I released Thomas and reached in my pocket for the warm coin. I looked over to where Lord John and his lady were still sobbing over their son, planting kisses on all his fingers and toes. They noticed nothing in the room but the babe. Finn was panting and bleeding. The sword stuck out of the wolf and glinted in the last bits of afternoon sun that streamed through the castle window.

“Quickly, now,” the Old Burned Man said. “Place it next to Thomas.”

And so I looked into the gray eyes of my father, which shone silver with unshed tears, and set the gold coin next to Thomas’s own head.

In a blink, the coin glimmered and was gone.

The blood vanished.

And Thomas’s eyelids fluttered, just like they did in the mornings when he first awoke.

“What happened?” Thomas asked, his voice raspy and tired sounding.

Then he sat up. “The wolf! Finn!” he cried, and rushed over to where the hound lay suffering.

Thomas was just as skilled with dogs as with swine. Finn let him examine his injuries and stroke his bloodied coat. “’Twill be all right, Sir Hound,” Thomas murmured. “Ye’ve done well today. Your sire would be proud.”

He knew not the danger he’d just been in. He did not even know that I had bargained his life back with the use of the coin the Faerie Queen had given me. I watched him tend the hound, as tears of gratefulness trailed down my cheeks.

When I turned around, I found the Old Burned Man staring at me.

He blinked twice, then cleared his throat and said, “You are brave, Story Lass.”

“The coin,” I said, “how did you know?”

“I thought all bards knew the tale of the bargaining coin,” he said quietly.

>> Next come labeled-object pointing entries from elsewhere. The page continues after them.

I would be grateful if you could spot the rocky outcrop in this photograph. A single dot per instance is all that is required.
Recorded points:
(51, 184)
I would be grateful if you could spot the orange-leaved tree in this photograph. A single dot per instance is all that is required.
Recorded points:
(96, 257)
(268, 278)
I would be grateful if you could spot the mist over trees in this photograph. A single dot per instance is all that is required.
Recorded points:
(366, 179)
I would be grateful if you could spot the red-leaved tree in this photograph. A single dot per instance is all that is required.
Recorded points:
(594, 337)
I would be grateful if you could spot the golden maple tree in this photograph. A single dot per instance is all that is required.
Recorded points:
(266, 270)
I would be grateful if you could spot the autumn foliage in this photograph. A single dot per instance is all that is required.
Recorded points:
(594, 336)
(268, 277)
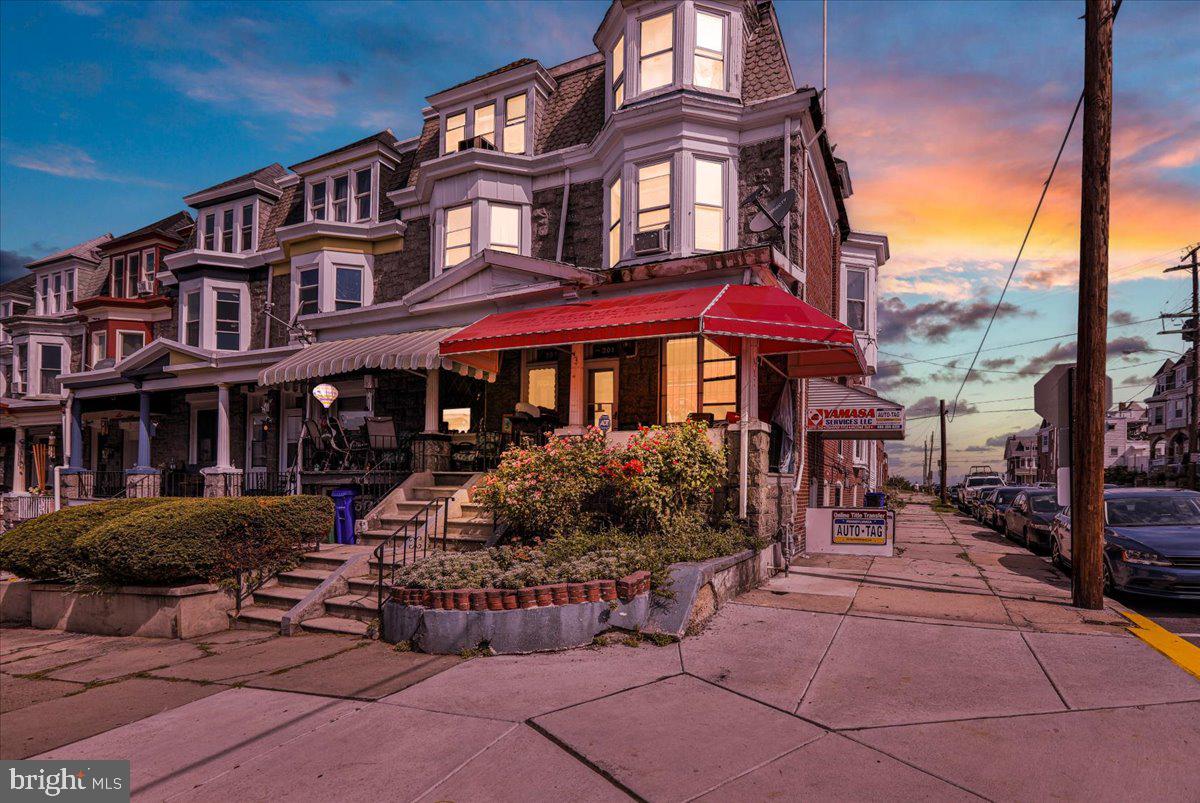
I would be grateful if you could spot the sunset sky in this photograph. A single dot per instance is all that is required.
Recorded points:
(948, 113)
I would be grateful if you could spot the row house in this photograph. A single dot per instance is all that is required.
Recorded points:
(558, 247)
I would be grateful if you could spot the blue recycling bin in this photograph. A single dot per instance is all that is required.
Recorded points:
(343, 515)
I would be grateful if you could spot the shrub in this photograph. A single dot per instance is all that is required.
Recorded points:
(205, 540)
(45, 547)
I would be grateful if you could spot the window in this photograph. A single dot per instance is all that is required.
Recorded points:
(618, 73)
(228, 321)
(541, 385)
(658, 57)
(310, 291)
(317, 201)
(192, 318)
(99, 347)
(456, 131)
(130, 342)
(709, 57)
(363, 195)
(615, 245)
(514, 124)
(341, 199)
(505, 228)
(457, 239)
(485, 123)
(653, 196)
(247, 228)
(856, 299)
(52, 366)
(709, 205)
(348, 288)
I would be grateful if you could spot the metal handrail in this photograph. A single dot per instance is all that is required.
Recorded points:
(418, 537)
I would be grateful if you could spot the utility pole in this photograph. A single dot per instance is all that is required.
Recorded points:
(941, 415)
(1090, 396)
(1192, 333)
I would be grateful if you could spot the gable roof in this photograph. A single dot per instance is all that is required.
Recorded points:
(88, 251)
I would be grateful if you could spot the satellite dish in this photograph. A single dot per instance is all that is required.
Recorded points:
(772, 215)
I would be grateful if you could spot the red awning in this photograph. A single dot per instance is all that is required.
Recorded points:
(781, 323)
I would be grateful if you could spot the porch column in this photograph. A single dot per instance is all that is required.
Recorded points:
(575, 411)
(18, 460)
(432, 399)
(223, 426)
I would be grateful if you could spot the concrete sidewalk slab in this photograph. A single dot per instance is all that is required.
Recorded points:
(677, 738)
(376, 753)
(370, 671)
(525, 766)
(763, 653)
(1123, 754)
(1103, 671)
(519, 687)
(173, 751)
(835, 768)
(51, 724)
(887, 672)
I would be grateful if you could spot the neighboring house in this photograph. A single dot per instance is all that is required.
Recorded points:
(555, 239)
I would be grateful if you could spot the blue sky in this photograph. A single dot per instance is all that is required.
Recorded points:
(949, 114)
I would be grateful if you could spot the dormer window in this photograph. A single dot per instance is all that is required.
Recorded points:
(709, 55)
(514, 124)
(657, 60)
(618, 72)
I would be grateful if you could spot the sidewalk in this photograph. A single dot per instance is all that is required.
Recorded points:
(954, 670)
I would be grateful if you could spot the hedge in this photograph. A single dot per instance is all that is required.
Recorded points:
(167, 541)
(46, 547)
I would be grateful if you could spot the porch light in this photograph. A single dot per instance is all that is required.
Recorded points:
(325, 394)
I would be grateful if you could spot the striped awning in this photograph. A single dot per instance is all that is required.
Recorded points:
(415, 351)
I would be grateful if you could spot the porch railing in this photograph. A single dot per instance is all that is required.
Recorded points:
(423, 533)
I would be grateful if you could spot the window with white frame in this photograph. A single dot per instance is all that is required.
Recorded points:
(708, 69)
(653, 196)
(515, 124)
(456, 131)
(129, 342)
(856, 299)
(709, 209)
(457, 235)
(228, 321)
(615, 229)
(504, 228)
(618, 73)
(192, 318)
(657, 54)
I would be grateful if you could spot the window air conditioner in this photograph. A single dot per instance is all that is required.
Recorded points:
(653, 241)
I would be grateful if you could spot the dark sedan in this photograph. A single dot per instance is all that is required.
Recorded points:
(1151, 541)
(1027, 520)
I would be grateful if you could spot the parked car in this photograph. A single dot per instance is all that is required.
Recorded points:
(1151, 541)
(996, 503)
(1027, 520)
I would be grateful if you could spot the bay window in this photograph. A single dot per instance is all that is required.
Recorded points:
(515, 125)
(615, 234)
(657, 59)
(505, 228)
(456, 131)
(457, 235)
(709, 55)
(653, 196)
(709, 209)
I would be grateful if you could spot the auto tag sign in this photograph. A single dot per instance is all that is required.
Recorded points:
(861, 526)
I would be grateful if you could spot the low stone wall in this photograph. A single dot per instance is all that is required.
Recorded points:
(174, 612)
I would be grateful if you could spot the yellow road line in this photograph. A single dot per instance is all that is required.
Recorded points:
(1182, 653)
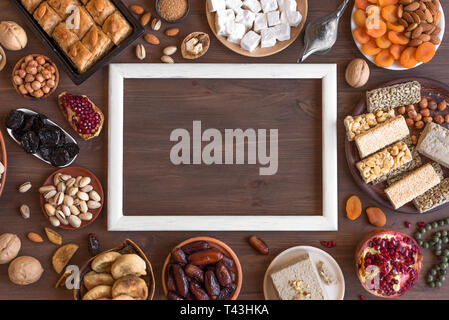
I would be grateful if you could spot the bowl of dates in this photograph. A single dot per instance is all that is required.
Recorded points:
(41, 137)
(202, 268)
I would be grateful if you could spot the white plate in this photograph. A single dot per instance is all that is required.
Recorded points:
(37, 155)
(333, 292)
(396, 65)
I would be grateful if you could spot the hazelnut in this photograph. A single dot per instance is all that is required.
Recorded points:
(439, 119)
(425, 112)
(357, 73)
(419, 124)
(423, 103)
(442, 105)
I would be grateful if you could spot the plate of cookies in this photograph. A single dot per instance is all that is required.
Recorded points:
(397, 145)
(256, 28)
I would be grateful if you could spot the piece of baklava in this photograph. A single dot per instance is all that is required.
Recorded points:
(47, 18)
(117, 28)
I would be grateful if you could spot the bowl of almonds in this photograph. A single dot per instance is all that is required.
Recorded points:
(35, 76)
(71, 198)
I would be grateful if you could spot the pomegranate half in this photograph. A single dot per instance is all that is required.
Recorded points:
(388, 263)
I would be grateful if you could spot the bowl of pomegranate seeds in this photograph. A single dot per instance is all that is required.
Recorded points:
(83, 115)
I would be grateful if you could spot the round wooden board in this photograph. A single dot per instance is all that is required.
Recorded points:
(430, 88)
(74, 172)
(262, 52)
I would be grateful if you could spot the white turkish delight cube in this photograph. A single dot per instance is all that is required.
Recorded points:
(234, 4)
(252, 5)
(216, 5)
(236, 31)
(250, 41)
(268, 38)
(273, 18)
(294, 18)
(245, 17)
(282, 31)
(268, 5)
(260, 22)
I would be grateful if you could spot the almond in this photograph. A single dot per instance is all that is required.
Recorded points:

I should have thanked him. I should have thrown myself at his feet and thanked him a thousand times for saving Thomas.

But I had no words.

In a bluster of robes and legs, the priest and nurse bolted into the room.

“Him!” the nurse cried, pointing to Thomas. Puzzlement filled her eyes as she took in the dead wolf, the injured dog, and the quite lively boy. “He—there was blood—and he—” she sputtered.